Debate rages over Microsoft vulnerability practices after Follina, Azure issues

Microsoft finally released a patch for the much-discussed Follina vulnerability — CVE-2022-30190 — amid fixes for 55 other issues on Tuesday. But the tech giant’s initial response to the issue, and several others, stirred debate among security experts who question Microsoft’s recent handling of vulnerabilities. 

Microsoft initially claimed Follina “wasn’t a security issue” after being sent evidence by the head of advanced persistent threat (APT) hunting organization Shadow Chaser Group. They eventually acknowledged the issue, but several security experts have aired concerns about Microsoft’s responses to a number of vulnerability reports.

On Monday, Amit Yoran, the CEO of cybersecurity firm Tenable, released a lengthy blog post criticizing Microsoft for its recent response to two disclosed vulnerabilities affecting the Azure Synapse service. 

“After evaluating the situation, Microsoft decided to silently patch one of the problems, downplaying the risk. It was only after being told that we were going to go public, that their story changed…89 days after the initial vulnerability notification…when they privately acknowledged the severity of the security issue,” Yoran said.  

“To date, Microsoft customers have not been notified. This is a repeated pattern of behavior. Several security companies have written about their vulnerability notification interactions with Microsoft, and Microsoft’s dismissive attitude about the risk that vulnerabilities present to their customers.”

Yoran went on to say that Microsoft’s frequent reticence to notify customers of issues was “a grossly irresponsible policy.” 

In response to questions about Yoran's comments, Microsoft told The Record that it only assigns CVEs to issues that require customers to take action.

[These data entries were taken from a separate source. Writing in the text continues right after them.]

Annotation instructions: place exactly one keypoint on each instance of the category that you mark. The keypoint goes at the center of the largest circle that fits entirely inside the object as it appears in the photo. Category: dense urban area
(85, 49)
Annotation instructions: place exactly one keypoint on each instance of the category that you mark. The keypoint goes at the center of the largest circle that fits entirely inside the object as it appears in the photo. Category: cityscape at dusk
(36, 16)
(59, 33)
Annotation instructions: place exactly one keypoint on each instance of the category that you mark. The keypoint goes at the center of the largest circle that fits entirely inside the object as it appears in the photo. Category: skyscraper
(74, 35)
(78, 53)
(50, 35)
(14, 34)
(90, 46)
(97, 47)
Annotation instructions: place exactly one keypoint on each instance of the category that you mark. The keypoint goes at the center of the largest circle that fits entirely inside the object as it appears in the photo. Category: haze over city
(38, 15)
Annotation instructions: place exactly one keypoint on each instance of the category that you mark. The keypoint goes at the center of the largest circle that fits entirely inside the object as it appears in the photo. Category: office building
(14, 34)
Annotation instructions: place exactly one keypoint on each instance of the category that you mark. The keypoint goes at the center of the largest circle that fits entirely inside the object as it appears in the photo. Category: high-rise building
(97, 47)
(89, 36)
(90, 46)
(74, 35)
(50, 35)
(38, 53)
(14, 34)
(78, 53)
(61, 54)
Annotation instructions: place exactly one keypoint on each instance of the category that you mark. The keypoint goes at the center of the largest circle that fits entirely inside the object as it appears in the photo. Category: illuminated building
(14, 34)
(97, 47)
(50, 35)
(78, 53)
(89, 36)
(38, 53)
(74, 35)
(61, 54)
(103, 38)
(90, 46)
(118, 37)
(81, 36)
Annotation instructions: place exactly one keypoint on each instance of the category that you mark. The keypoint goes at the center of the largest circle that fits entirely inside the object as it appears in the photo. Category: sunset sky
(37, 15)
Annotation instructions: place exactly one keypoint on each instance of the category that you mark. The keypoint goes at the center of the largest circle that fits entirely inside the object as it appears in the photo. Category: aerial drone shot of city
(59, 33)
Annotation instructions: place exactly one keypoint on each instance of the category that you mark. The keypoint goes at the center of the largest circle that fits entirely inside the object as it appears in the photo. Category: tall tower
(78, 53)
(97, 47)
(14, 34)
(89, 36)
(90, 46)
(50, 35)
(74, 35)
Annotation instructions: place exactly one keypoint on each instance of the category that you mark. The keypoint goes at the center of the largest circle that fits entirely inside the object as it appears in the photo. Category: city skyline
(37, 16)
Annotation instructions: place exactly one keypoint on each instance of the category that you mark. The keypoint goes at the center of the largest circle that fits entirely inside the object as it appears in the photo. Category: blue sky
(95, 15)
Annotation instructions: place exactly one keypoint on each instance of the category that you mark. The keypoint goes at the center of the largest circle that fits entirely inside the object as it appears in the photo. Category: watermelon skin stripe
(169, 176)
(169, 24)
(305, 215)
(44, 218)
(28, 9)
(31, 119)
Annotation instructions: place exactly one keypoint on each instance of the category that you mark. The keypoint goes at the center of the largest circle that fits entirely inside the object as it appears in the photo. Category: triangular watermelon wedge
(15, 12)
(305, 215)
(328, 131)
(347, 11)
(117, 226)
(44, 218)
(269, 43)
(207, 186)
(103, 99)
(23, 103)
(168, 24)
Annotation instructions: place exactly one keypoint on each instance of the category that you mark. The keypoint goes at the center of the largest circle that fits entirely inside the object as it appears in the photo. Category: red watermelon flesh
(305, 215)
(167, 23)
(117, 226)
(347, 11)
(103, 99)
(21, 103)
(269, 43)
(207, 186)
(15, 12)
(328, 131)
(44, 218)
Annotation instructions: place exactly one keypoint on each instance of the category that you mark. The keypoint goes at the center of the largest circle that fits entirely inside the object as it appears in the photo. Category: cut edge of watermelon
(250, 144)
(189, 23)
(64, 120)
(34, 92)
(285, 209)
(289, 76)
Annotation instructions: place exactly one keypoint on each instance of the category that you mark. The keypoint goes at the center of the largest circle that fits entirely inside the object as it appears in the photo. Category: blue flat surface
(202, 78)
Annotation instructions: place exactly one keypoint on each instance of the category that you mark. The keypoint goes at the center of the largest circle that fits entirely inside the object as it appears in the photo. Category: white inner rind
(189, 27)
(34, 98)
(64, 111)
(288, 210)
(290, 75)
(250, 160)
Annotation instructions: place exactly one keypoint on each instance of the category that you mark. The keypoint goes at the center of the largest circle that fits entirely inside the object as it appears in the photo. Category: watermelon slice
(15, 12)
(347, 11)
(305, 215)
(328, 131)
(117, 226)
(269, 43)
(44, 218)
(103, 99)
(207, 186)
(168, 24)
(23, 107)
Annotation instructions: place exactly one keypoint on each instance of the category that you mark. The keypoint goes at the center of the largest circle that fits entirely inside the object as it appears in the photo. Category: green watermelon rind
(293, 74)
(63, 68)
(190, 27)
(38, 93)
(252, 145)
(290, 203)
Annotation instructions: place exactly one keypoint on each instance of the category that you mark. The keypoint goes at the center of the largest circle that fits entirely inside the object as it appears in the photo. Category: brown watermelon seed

"We addressed the issues that Tenable reported to us and no customer action is required,” a spokesperson said.  

Aaron Turner, CTO at security company Vectra, said he understood both sides of the debate as a longtime former Microsoft security team member. Microsoft wants to have the freedom to manage their cloud services the way they see fit, Turner said. 

“I was at Microsoft in the worst of times, from 1999 through 2006 when the company had to go from some of the worst security update management policies to eventually leading the industry in predictability, transparency and one of the best supporters of responsible disclosure,” he said.

Turner explained that he knows and respects Yoran personally but did not think the blog post was constructive. The rules around responsible disclosure do need to be updated, according to Turner, but he noted that both sides “have room for improvement.”

Turner said there needs to be clearer rules around research into core PaaS and IaaS technologies as well as easier ways for cloud platform operators to provide testing capabilities to researchers and clear responses to responsibly-disclosed vulnerability information. 

“Over the last three decades of my career, I've had to stand in the shoes of all participants in this debate. I worked for the US government researching system vulnerabilities for two years. I'm working for a security technology provider now,” he told The Record. 

“What are the rules for attribution when PaaS and IaaS vulnerabilities are remediated? These are complex topics and don't have simple answers.”

Microsoft security issues affecting US government

Several other researchers were less forgiving of Microsoft, pointing out that more than 33% of the vulnerabilities added to the Cybersecurity and Infrastructure Security Agency’s list of known exploited bugs came solely from Microsoft. 

Microsoft had the most vulnerabilities added to the list in every month this year. The company provides about 85% of U.S Government productivity and collaboration software.

Andrew Grotto, former White House Director for Cybersecurity Policy, argued that Microsoft’s market dominance was part of the problem.

“The data speaks to an outsized representation of Microsoft products having the most critical vulnerabilities. On some level, it may reflect the sheer prevalence of Microsoft products, but it's not like there aren't other vendors whose products are constantly poked and prodded and tested,” explained Grotto, now a cybersecurity professor at Stanford University.

No other vendor “appears with the same frequency and level of severity in terms of vulnerabilities that Microsoft’s products seem to” according to Grotto

“Does the market force Microsoft to remedy this problem or not? What worries me is, right now, there is not a ton of competition, so I’m a bit pessimistic about this trend changing,” he said.   

Steven Weber, professor of the Graduate School of Information at UC Berkeley, said procurement is the best way to drive positive changes in security practices. 

Government procurement practices right now are making the government less secure but also hurting the private markets as well, Weber explained, because it is not creating greater demand for better security.  

“It’s important to keep in context that the widespread market penetration of a company’s products is no explanation for why its products are the most vulnerable. That would be like saying ‘lots of people like sugary drinks, and that’s why we keep finding out that sugary drinks are bad for you,’” Weber said. 

“What we ought to be asking is, given that we know and are shown again and again that the products are highly vulnerable, why do they remain so prevalent in the market?”